The Division of Medical Physics of the Department of Radiation Oncology provides clinical physics services for
Duke
University
Medical
Center
and 5 affiliated treatment facilities. A full range of radiation therapy treatments includes three-dimensional conformal radiotherapy, intensity-modulated radiation therapy, image-guided radiation therapy, stereotactic radiosurgery, stereotactic body radiation therapy, 4-dimensional treatment, total-body photon irradiation, total skin electron irradiation, high-dose rate brachytherapy, prostate seeded implant, and other low-dose rate brachytherapy, and hyperthermia.

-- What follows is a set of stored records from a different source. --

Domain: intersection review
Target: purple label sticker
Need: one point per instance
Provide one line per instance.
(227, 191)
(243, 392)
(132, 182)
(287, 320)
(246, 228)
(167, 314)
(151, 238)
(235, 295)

In addition, our physics faculty have active research projects involving intensity-modulated radiation therapy, image-guided radiation therapy, oncological imaging, 3-dimensional dose measurement, physical and biological modeling of tumor and normal tissue dose responses, hyperthermia, 3-dimensional tumor imaging, methodology development for 4-dimensional simulation to 4-dimensional verification, device design, and engineering. The physics faculty are also involved in teaching activities for radiation oncology residents and graduate students in Medical Physics. The Division consists of 15 physicists, 10 dosimetrists, 2 computer specialists, 2 engineers, and 5 research associates, headed by Dr. Fang-Fang Yin, Professor and Director of Radiation Physics.